A Language for Evaluating Derivatives of Functionals Using Automatic Differentiation
Pietro Di Gianantonio, Abbas Edalat, Ran Gutin
TL;DR
This work addresses the challenge of differentiating a broad class of functionals, including higher-order and Lipschitz-but-non-differentiable maps, within a rigorous computational setting. It introduces Dual PCF, a functional language that combines forward-mode automatic differentiation via dual numbers with a domain-theoretic directional derivative defined on Hausdorff topological vector spaces, supported by a denotational-operational adequacy framework. Key contributions include a sound and complete semantics for differentiating functionals, a domain-theoretic generalization of Lebourg/Clarke derivatives, and definability results showing that all computable linear functionals on function spaces are expressible in Dual PCF, along with extensive examples (IVP solving, Lagrangian functionals, and more).
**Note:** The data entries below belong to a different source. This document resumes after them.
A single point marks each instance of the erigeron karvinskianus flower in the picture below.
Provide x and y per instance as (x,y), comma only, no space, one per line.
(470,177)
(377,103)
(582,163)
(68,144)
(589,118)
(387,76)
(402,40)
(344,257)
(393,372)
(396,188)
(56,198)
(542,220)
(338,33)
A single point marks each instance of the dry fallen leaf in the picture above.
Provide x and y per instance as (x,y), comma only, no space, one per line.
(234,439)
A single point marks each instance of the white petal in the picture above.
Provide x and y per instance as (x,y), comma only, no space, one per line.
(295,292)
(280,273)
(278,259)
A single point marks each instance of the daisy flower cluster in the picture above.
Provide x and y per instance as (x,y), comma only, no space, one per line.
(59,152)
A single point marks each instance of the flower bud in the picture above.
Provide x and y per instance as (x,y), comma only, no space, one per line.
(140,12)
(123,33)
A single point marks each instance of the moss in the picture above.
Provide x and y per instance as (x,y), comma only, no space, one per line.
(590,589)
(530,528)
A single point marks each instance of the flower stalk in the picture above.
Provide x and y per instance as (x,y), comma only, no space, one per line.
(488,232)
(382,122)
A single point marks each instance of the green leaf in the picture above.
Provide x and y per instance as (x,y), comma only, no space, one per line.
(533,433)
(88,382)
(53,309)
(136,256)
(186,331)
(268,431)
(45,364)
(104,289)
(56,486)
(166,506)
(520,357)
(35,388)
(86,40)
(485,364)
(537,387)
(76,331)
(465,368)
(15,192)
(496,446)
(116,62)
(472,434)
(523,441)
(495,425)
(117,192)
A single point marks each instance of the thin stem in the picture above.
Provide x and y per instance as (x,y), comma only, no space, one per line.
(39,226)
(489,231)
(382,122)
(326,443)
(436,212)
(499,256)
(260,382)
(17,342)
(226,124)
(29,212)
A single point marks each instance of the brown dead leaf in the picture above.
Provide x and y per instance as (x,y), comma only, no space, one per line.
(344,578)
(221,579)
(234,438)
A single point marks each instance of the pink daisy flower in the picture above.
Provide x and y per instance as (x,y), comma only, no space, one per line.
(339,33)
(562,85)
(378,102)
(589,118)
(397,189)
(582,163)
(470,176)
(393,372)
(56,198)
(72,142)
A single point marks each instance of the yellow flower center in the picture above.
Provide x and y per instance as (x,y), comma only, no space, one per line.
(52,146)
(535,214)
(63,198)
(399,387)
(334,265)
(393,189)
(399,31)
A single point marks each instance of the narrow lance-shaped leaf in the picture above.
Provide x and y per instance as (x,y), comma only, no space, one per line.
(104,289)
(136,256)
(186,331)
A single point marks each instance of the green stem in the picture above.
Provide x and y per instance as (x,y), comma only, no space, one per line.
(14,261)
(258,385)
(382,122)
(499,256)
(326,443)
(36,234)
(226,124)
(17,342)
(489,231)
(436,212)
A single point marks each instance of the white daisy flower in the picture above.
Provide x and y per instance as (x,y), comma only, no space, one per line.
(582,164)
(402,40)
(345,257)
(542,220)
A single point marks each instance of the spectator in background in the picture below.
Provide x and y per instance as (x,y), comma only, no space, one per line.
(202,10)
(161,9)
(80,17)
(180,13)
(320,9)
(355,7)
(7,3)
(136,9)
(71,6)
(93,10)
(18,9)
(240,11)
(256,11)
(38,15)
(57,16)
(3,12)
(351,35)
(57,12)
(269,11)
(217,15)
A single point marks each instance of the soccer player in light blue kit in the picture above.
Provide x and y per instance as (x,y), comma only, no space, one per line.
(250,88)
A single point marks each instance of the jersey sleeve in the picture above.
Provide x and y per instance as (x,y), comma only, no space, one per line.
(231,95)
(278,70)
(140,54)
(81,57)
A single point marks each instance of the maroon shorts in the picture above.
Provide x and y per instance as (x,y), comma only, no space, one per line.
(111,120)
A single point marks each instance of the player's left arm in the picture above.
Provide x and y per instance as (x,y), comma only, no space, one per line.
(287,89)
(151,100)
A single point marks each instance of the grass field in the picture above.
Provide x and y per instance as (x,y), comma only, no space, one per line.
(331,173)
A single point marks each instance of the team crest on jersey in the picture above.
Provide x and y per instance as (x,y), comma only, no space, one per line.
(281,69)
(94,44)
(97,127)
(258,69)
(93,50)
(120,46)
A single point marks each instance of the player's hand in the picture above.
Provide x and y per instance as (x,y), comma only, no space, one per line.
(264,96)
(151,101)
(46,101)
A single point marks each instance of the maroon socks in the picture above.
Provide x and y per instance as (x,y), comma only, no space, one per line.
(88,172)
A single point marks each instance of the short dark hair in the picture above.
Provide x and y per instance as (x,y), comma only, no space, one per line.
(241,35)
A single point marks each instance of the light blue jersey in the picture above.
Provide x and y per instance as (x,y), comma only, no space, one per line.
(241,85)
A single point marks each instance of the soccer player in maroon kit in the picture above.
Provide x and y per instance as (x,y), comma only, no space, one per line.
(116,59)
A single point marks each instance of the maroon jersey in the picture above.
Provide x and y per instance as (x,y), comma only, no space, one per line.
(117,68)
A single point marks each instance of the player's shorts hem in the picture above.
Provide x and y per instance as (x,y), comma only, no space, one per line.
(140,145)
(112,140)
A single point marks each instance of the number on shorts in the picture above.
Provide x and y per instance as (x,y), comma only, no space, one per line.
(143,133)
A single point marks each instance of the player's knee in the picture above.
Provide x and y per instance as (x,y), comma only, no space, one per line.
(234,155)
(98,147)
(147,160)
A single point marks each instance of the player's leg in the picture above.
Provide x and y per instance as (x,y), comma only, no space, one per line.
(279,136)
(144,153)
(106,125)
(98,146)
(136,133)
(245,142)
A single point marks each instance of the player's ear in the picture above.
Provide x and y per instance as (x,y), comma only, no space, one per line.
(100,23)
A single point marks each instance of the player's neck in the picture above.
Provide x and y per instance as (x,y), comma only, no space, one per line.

The approach enables exact real-number computation and rigorous derivative evaluation of functionals, with potential impact on calculus of variations, optimal control, and quantum-chemical modeling, and lays groundwork for practical implementations and extensions to nested differentiation.
Abstract
We present a simple functional programming language, called Dual PCF, that implements forward mode automatic differentiation using dual numbers in the framework of exact real number computation. The main new feature of this language is the ability to evaluate correctly up to the precision specified by the user -- in a simple and direct way -- the directional derivative of functionals as well as first order functions. In contrast to other comparable languages, Dual PCF also includes the recursive operator for defining functions and functionals. We provide a wide range of examples of Lipschitz functions and functionals that can be defined in Dual PCF. We use domain theory both to give a denotational semantics to the language and to prove the correctness of the new derivative operator using logical relations. To be able to differentiate functionals -- including on function spaces equipped with their compact-open topology that do not admit a norm -- we develop a domain-theoretic directional derivative that is Scott continuous and extends Clarke's subgradient of real-valued locally Lipschitz maps on Banach spaces to real-valued continuous maps on Hausdorff topological vector spaces. Finally, we show that we can express arbitrary computable linear functionals in Dual PCF.